He ido a
pescar un par de veces en mi vida. La primera vez fue, creo, con mi primo
Manolo. Éramos niños y nos conformamos con coger unos cuantos cangrejos con una
red. Fue en Galicia, en un día fantástico, hace siglos. Después, con
mi amigo Jacobo, que sabe tanto del tema como yo. Es decir: que lo importante en
la pesca es llevar una neverita con cerveza cubierta de hielo. Si es Taifa,
mejor. Y que la pesca es una forma de meditación, donde la mayor parte del
tiempo no hay nada que hacer más que atender al instante, a la pausada
respiración de uno mismo frente al mar. Una vez, en Tarifa, medité tanto que me
quemé y pasé una noche febril. Y –creo que fue ese mismo día– cogimos un pez
verde con aspecto radiactivo que no supimos si devolverlo al mar o mandarlo a
un laboratorio de Greenpeace.
La última vez
que fui de pesca lo hice solo. Y ni siquiera llegué al mar. Lo decidí sobre la
marcha, en un arrebato de espontaneidad. Guardé los aparejos en el maletero, compré
un choco en el supermercado y emprendí el breve viaje que separa Huelva de
Punta Umbría. Mientras conducía, caí en la cuenta de que nunca había tomado la
vieja carretera que se adentra en las marismas del Odiel, así que –ya digo: estaba
yo muy espontáneo– di un volantazo y me adentré en el parque. Al poco había un
cartel, enorme, que avisaba al conductor: “Zona muy peligrosa. Acceso bajo su
responsabilidad. Riesgo de quedar aislado en el interior”. Cualquier persona
normal se da la vuelta. Y, de hecho, la persona normal que a veces soy me lo susurraba,
con voz pequeñita, en mi interior: “date la vueltaaa…”. Pero es superior a mí.

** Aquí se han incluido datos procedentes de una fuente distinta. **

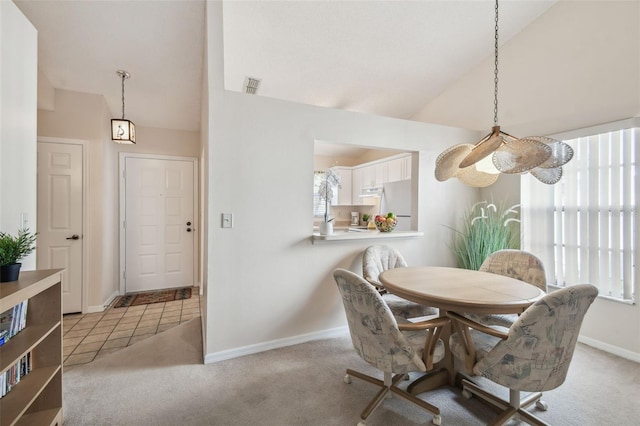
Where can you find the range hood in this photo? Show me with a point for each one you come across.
(374, 192)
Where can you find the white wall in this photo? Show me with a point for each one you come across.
(267, 283)
(18, 106)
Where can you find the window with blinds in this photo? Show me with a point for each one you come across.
(318, 202)
(585, 227)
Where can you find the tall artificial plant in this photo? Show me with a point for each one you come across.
(486, 228)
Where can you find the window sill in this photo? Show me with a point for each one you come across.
(367, 235)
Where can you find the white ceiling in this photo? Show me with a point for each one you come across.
(387, 58)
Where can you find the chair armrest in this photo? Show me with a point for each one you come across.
(435, 327)
(477, 326)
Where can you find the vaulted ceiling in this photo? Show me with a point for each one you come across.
(388, 58)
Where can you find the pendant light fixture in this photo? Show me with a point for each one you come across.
(123, 131)
(541, 156)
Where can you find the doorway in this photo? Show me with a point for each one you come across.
(158, 204)
(61, 215)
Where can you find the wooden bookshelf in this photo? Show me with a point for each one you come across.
(37, 398)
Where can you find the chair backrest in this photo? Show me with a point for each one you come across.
(378, 258)
(374, 331)
(540, 343)
(517, 264)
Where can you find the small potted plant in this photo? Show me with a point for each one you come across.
(13, 249)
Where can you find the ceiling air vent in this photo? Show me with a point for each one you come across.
(250, 85)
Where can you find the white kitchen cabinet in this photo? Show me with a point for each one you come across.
(398, 169)
(406, 167)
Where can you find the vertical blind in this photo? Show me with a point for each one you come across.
(318, 202)
(585, 228)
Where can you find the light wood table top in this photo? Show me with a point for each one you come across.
(461, 290)
(457, 290)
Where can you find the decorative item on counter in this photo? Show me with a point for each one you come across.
(331, 180)
(355, 218)
(12, 249)
(386, 223)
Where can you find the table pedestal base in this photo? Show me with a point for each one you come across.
(429, 381)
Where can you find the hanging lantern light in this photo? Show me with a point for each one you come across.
(122, 130)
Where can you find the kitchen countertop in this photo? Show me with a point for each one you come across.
(346, 235)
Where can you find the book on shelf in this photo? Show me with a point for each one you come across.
(12, 376)
(12, 321)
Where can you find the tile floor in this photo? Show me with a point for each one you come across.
(90, 336)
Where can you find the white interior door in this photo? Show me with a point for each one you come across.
(159, 224)
(60, 217)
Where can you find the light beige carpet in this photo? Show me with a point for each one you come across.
(162, 381)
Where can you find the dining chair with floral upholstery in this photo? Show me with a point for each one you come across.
(392, 347)
(375, 260)
(518, 264)
(533, 356)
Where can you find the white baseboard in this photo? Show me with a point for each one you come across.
(274, 344)
(615, 350)
(101, 308)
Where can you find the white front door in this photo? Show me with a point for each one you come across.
(60, 217)
(159, 223)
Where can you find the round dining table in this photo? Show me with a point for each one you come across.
(461, 291)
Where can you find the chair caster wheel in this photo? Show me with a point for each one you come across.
(541, 405)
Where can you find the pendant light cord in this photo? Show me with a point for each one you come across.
(495, 73)
(123, 77)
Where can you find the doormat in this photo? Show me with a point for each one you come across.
(148, 297)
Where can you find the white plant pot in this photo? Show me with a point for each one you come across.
(326, 228)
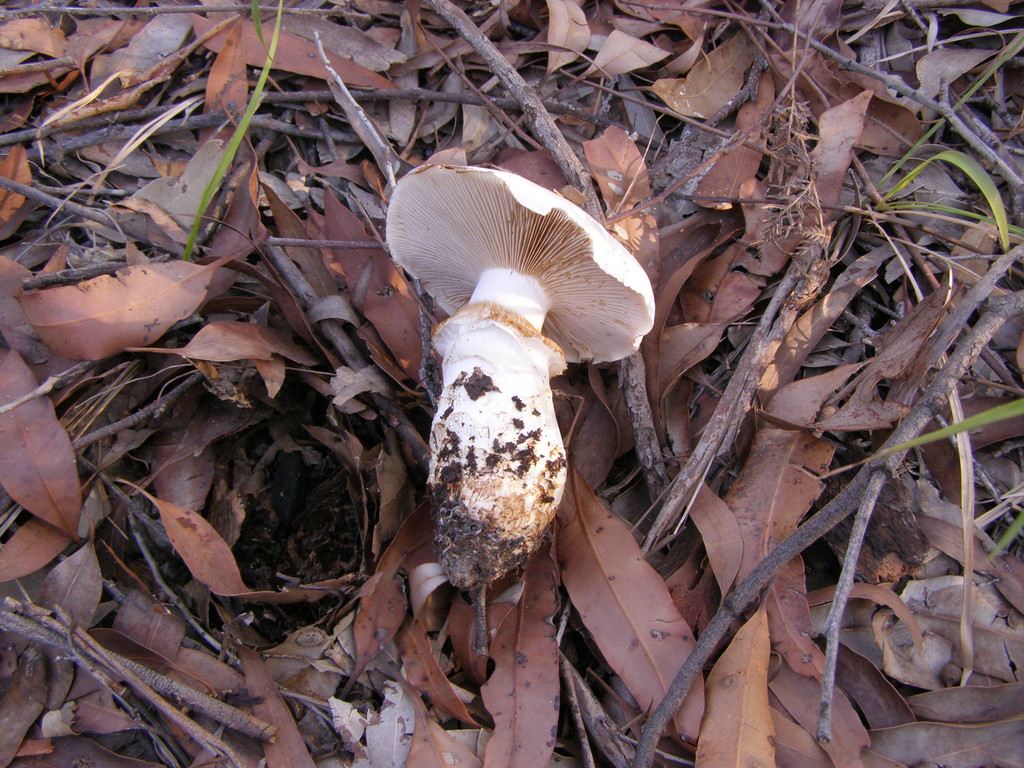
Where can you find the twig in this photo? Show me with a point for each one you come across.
(834, 624)
(56, 203)
(32, 623)
(386, 158)
(995, 154)
(342, 244)
(735, 401)
(154, 411)
(538, 117)
(40, 9)
(749, 591)
(334, 332)
(567, 680)
(634, 384)
(49, 64)
(51, 383)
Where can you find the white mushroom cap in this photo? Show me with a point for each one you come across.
(446, 225)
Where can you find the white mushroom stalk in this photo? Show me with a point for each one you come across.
(530, 281)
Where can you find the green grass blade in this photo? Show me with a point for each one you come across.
(978, 175)
(240, 133)
(992, 415)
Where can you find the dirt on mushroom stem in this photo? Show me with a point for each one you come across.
(499, 464)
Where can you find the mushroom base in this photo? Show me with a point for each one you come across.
(498, 464)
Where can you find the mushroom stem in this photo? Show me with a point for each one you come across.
(498, 463)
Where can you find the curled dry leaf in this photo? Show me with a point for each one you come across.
(30, 548)
(736, 729)
(567, 29)
(432, 747)
(622, 175)
(800, 697)
(15, 167)
(423, 672)
(522, 693)
(287, 748)
(713, 81)
(999, 743)
(295, 53)
(226, 88)
(37, 462)
(621, 53)
(211, 561)
(726, 176)
(970, 704)
(104, 315)
(223, 341)
(376, 287)
(383, 605)
(75, 585)
(625, 603)
(24, 700)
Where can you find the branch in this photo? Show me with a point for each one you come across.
(749, 591)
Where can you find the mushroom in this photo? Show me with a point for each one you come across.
(529, 282)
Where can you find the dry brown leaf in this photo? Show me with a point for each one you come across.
(383, 605)
(75, 585)
(811, 327)
(713, 81)
(170, 203)
(226, 87)
(101, 316)
(970, 704)
(839, 129)
(721, 537)
(287, 748)
(898, 349)
(775, 488)
(35, 35)
(295, 53)
(37, 462)
(375, 285)
(723, 180)
(944, 66)
(800, 697)
(619, 168)
(24, 700)
(423, 672)
(790, 621)
(621, 53)
(795, 748)
(875, 695)
(522, 692)
(566, 29)
(74, 751)
(625, 604)
(14, 166)
(157, 42)
(223, 341)
(31, 547)
(998, 629)
(150, 624)
(432, 747)
(207, 555)
(999, 743)
(736, 730)
(1005, 568)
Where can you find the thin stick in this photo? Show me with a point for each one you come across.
(480, 607)
(749, 591)
(835, 621)
(537, 116)
(51, 383)
(31, 623)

Desde niño. Si pone prohibido, allá que voy. Así que allá que fui, con un
puntito de adrenalina y otro de curiosidad.
La carretera se
estrechaba, con el polo químico escupiendo humo al fondo. A su lado izquierdo,
una caída abrupta en el Odiel, y a la derecha una playa postapocalíptica llena
de basura y carteles avisando de la presencia de medusas muy tóxicas. Zona
peligrosa, carretera estrecha, nubes químicas al fondo, y ahora medusas muy
tóxicas. Genial, me encantaba todo. El caso es que decidí por fin parar. Eché
el coche a un lado de la carretera y comenzó a patinar hasta que se detuvo de golpe. Bajé y comprobé que estaba
atrapado en la arena. Así que me puse a buscar tablas, piedras, a idear mil
maneras de sacar el coche, hundido hasta los bajos, de aquel arenal. El sol
caía y las posibilidades de lograrlo decrecían, empapado en sudor, con las
manos desolladas de sacar arena y piedras, completamente solo. Mientras, el choco sufría pacientemente en el maletero. Pensé en llamar
a la grúa, claro, pero mi ego se resistía a tener que narrar algo donde se
manifestara tan claramente que era un idiota. Al final lo hice, por supuesto, y
no me sirvió de lección. Porque en la vida las consecuencias de nuestros actos
suelen llegar mucho después de estos, con lo que la relación estímulo-respuesta
ya está muy debilitada. Por eso de la vida aprendemos tan poco.
Así que pronto iré otra vez a pescar, cuando las playas se vacíen de veraneantes y la luz de septiembre, que es más mansa y serena, brille nuevamente sobre el mar.
Así que pronto iré otra vez a pescar, cuando las playas se vacíen de veraneantes y la luz de septiembre, que es más mansa y serena, brille nuevamente sobre el mar.